Джереми сказал: «Айрон Маунт. Это недалеко от Шэллоус».
«Совсем недалеко, Док».
«Проститутка... ты правда думаешь...»
«Время от времени я думаю», — сказал Дореш. Он улыбнулся собственному остроумию. «Вот и все, Док, хорошего вам дня».
«Я оставил вам несколько сообщений, детектив. Фото, которое ваши ребята сделали в моем доме...»
«Да, да. Доказательства».
«Когда я получу его обратно?»
«Трудно сказать. Может, никогда». Дореш пожал плечами так небрежно, что Джереми с трудом удержался, чтобы не ударить его. «Лучше иди, Док. Мне еще поработать».
7
В ту ночь Дореш сидел во сне Джереми, Будда в дождевике, и вкус слегка несвежих, жирных креветок из гавани кусал его язык. Утром он встал рано и достал газету. Заголовки были пропитаны экономическими бедами и политическими преступлениями, театральные журналисты Clarion ликовали о будущих войнах, несправедливости и унижении.
Он нашел то, что искал, на странице 18.
Женщину звали Тайрин Мазурски. Несмотря на польскую фамилию, она была чернокожей, сорока пяти лет, наркоманкой, уличной проституткой с обширным полицейским досье, на которое ссылался Дореш.
Также мать пятерых детей.
Iron Mount был золотушным лабиринтом из уродливых улиц и переулков, столь же узких, какими они были с тех пор, как город был основан лошадьми и экипажами, шлаком и плавильней. Джереми был там всего один раз: очень давно, будучи стажером, когда навещал на дому ребенка, который, как все были уверены, подвергался насилию.

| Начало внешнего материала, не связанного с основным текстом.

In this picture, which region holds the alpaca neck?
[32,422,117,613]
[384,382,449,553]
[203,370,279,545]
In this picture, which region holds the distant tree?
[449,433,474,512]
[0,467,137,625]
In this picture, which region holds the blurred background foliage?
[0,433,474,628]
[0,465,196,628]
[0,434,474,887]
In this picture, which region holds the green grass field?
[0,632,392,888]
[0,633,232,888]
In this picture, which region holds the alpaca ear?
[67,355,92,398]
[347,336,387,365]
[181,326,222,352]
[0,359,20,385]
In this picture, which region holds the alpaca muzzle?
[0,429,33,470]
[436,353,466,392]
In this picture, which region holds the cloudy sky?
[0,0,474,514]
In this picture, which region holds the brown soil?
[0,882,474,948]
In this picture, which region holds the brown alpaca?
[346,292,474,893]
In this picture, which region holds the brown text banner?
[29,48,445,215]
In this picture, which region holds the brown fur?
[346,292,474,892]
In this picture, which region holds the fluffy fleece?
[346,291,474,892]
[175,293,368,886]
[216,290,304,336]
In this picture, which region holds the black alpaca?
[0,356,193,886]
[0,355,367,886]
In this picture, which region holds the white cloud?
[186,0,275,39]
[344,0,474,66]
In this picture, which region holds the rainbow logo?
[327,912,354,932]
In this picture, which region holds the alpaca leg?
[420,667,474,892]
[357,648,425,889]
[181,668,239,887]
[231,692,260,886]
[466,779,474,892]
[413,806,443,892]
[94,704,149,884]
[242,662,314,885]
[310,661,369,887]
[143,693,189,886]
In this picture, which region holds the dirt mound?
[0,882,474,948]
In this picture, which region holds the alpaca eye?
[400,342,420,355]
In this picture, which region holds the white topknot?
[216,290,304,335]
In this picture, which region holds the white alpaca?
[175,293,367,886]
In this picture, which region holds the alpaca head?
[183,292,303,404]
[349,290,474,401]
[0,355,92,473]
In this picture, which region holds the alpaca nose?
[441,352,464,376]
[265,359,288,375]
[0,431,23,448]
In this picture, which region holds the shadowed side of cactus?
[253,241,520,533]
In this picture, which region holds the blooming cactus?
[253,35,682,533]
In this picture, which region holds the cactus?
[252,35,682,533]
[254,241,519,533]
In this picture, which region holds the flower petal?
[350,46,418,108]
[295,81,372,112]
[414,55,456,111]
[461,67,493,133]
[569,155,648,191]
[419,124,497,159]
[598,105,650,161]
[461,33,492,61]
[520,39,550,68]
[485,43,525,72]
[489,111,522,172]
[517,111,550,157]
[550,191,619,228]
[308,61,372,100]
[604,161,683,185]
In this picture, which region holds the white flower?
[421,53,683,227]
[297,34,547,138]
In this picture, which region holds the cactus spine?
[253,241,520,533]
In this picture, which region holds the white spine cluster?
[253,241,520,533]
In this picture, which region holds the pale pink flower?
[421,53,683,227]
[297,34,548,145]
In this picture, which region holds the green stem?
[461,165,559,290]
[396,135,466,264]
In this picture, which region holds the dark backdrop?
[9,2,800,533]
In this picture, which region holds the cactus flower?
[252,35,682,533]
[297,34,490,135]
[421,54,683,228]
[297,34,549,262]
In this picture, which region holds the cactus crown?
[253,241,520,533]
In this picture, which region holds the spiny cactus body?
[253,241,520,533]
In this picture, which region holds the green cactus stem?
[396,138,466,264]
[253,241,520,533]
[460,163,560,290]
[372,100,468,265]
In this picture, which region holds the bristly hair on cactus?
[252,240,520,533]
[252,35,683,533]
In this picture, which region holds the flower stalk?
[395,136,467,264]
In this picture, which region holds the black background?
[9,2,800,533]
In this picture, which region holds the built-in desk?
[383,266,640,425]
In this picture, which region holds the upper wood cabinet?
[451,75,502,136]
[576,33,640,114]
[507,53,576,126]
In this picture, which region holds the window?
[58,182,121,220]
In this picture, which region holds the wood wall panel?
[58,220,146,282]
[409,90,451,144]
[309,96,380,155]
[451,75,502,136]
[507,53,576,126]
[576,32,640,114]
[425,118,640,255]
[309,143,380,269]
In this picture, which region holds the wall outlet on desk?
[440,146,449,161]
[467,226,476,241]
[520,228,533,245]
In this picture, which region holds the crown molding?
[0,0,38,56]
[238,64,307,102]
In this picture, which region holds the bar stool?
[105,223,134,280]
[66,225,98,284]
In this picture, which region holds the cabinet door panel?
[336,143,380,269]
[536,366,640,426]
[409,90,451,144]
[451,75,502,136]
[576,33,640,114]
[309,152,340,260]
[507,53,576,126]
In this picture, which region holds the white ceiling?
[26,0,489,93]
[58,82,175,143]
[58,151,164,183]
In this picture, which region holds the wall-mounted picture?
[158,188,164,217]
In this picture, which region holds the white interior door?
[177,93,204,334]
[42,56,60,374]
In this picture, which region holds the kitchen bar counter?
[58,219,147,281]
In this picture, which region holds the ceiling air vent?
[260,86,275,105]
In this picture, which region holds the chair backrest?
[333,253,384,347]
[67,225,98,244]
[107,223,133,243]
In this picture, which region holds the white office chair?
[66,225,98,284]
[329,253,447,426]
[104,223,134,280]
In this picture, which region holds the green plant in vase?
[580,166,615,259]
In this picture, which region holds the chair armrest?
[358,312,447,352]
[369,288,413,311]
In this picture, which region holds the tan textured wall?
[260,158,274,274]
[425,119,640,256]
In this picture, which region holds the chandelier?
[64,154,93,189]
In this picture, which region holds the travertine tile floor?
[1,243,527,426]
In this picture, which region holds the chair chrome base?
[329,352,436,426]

Пьяная мать, отец-наркоман, пятилетний мальчик, едва достигший первого процентиля роста и веса, речь и словарный запас которого соответствуют двухлетнему ребенку. Одна счастливая семья плюс несколько неназванных приятелей-наркоманов, живущих в квартире на железной дороге над автомастерской, далеко от набережной, но достаточно близко к месту, где река Каувагахил врезается в озеро, а болотная вонь пропитывает гниющие оштукатуренные стены.
Джереми сделал свое дело, написал об этом. То же самое сделал и перепуганный стажер социальной работы, но оказалось, что, несмотря на недостатки характера и плохие привычки, родители мальчика неплохо справлялись с уходом за ребенком, который подхватил вирусную инфекцию печени с последующей непроходимостью кишечника, которая лишила его питательных веществ и замедлила его рост.
Операция и внутривенные антибиотики сотворили чудеса. Консультации для родителей оказались куда менее чудесными, и через три недели после последнего хирургического осмотра ребенка семья покинула город.